Из рассказа Веры стало понятно, что следствие не захотело копаться в каких-то второстепенных деталях, которые, по убеждению жены и сестры покойного, должны были представить интерес для прокуратуры, их заявления просто отмели, молча приняв, но явно не желая разбираться и усложнять себе жизнь. Открытые самими родственниками факты, представленные копиями некоторых важных документов, сохранились в домашнем сейфе Краснова. А вот оригиналы их, как выяснилось, бесследно исчезли из офиса бизнесмена после того, как там поработала оперативно-следственная бригада. И копии этих документов недвусмысленно указывали на то, что Краснов вряд ли покончил с собой, застрелившись в собственной машине из пистолета, а что на самом деле здесь могло иметь место грамотно и хладнокровно спланированное убийство.
И еще один факт настораживал. Когда после обнаружения трупа в машине был произведен обыск в доме покойного, убитая горем молодая вдова Катя, напуганная к тому же бесцеремонным вторжением чужих людей в ее дом, перерывших все вдоль и поперек, очевидно, в поисках именно этого сейфа, «забыла», по ее словам, о тайном железном ящике, вмонтированном в стену в подвале дома. Но позже она сказала об этом приехавшей на похороны сестре мужа и достала свой, второй, ключ. А с первым в руках как раз и бродили по комнатам оперативники, сердясь на «беспамятную» вдову, не знавшую, был ли в доме сейф. Ключ, мол, есть, а сейфа нет! «Быть того не может!» — сердились они. Но она молчала и плакала, и приглашенные понятые понимали ее горе. Поэтому, наверное, и у оперативников не хватило наглости допросить женщину более жестко.

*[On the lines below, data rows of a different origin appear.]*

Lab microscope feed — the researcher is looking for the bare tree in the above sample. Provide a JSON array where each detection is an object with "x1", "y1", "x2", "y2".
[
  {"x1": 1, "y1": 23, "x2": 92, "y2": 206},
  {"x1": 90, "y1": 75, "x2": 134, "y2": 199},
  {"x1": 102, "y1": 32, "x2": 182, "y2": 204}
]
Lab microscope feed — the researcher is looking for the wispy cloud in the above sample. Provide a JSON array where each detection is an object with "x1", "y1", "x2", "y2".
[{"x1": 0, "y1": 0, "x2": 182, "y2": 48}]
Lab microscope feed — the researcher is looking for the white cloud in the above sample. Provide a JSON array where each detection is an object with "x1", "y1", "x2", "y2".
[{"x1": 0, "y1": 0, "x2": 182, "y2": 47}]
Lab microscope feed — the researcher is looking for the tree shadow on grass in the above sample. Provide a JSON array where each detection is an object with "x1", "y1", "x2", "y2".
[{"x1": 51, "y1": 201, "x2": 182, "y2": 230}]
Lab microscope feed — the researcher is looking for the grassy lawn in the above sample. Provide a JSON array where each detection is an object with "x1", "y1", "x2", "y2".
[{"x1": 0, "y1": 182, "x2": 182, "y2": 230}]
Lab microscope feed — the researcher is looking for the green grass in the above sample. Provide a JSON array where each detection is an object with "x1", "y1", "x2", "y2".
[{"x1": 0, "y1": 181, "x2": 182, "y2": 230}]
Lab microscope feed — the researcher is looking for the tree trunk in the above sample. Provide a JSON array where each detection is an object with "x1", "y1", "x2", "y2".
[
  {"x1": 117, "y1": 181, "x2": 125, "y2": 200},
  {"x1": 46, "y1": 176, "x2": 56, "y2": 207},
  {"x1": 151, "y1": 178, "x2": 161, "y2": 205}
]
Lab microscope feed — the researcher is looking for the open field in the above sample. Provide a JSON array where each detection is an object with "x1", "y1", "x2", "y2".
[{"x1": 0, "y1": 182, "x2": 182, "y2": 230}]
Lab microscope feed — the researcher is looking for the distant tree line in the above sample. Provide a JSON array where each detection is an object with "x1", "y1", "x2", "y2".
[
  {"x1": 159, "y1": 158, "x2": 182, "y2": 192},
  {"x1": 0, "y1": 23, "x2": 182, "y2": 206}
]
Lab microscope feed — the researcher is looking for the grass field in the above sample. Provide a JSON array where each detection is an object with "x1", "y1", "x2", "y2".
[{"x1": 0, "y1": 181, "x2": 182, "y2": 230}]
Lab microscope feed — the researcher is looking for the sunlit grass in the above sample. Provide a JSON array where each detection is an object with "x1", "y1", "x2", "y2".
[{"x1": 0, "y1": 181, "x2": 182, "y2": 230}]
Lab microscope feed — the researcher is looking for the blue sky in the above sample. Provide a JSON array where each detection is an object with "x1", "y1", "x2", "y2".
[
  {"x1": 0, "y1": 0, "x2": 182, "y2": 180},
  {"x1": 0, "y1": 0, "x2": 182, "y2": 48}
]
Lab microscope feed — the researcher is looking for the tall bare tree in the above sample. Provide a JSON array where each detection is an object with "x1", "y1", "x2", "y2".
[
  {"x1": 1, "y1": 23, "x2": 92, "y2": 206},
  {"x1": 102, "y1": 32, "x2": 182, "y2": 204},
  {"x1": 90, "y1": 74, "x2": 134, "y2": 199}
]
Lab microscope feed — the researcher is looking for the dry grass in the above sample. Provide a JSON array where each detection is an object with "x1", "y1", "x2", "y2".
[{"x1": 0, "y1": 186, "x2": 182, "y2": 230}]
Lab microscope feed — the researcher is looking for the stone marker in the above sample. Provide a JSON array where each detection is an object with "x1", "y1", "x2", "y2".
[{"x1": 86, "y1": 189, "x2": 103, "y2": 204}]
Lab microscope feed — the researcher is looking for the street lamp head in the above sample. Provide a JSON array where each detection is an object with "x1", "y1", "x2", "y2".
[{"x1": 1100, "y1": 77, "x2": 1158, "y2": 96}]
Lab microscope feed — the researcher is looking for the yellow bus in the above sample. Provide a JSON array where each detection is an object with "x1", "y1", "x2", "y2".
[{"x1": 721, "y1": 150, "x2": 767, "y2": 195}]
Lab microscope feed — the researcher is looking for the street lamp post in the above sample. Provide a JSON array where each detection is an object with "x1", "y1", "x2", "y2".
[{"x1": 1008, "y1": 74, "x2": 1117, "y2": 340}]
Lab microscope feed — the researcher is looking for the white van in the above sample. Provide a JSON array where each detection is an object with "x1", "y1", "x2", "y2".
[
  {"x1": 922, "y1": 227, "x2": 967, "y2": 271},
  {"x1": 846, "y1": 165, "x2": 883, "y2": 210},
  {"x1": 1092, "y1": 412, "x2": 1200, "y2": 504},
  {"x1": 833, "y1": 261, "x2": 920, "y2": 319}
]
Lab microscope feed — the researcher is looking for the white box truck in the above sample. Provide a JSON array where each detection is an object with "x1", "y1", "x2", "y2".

Когда же потерпевшими были извлечены на свет бумаги Краснова, им стало понятно, что в этом деле даже и не пахнет самоубийством. Оказалось, что бизнесмен незадолго до своей смерти тайком от жены продал весь свой бизнес некоему предпринимателю Сороковкину, жителю соседнего районного города Дорогобуж. Дальнейший поиск вдовы показал, что деньги за большое и доходное предприятие были действительно переведены на счет Краснова в Дорогобужском отделении Промбанка, а затем сняты со счета самим же Красновым, после чего следы их исчезли. А несколько позже, после того как Екатерина Краснова по требованию Прыгина, следователя из милиции, принесла ему найденные копии документов о продаже предприятия, тот милостиво поставил ее в известность, что в кармане трупа была найдена расписка, из которой следствию стало известно, что Краснов передал эти деньги своему заимодавцу, некоему Плюхину. Этот пожилой человек был достаточно хорошо известен в Боброве: он ссужал под вполне приемлемый процент фактически любые суммы — и не только богатым предпринимателям, но и заемщикам средней руки, даже своим соседям — иной раз просто на небольшое семейное торжество или на приличную выпивку. Имелся у этого ростовщика и юрисконсульт, постоянно фиксировавший передвижения денежных сумм и следивший за тем, чтобы законность сделки всякий раз тщательно соблюдалась обеими сторонами. То есть ничего противозаконного. Говорили, что Плюхин, которого за его внешний вид нередко называли Плюшкиным, мог и перенести срок возврата долга, что нередко и случалось, но тогда и процент нарастал. Все об этом знали, и все пользовались услугами ростовщика новой формации. Расписка из кармана покойного бизнесмена указывала на то, что господином Плюхиным была принята от должника, господина Краснова, вся сумма долга последнего с учетом процентов за два переноса сроков возврата, и он, заимодавец, никаких дальнейших претензий к своему должнику не имеет. И уже это известие стало для вдовы совершенно невероятным. Чтоб ее Боря у кого-то занимал огромные деньги?! Да у него же родная сестра в Москве — женщина далеко не бедная! А потом — почему ростовщик?! Этот еще откуда?.. Словом, сплошные загадки, и ни одного ответа на них.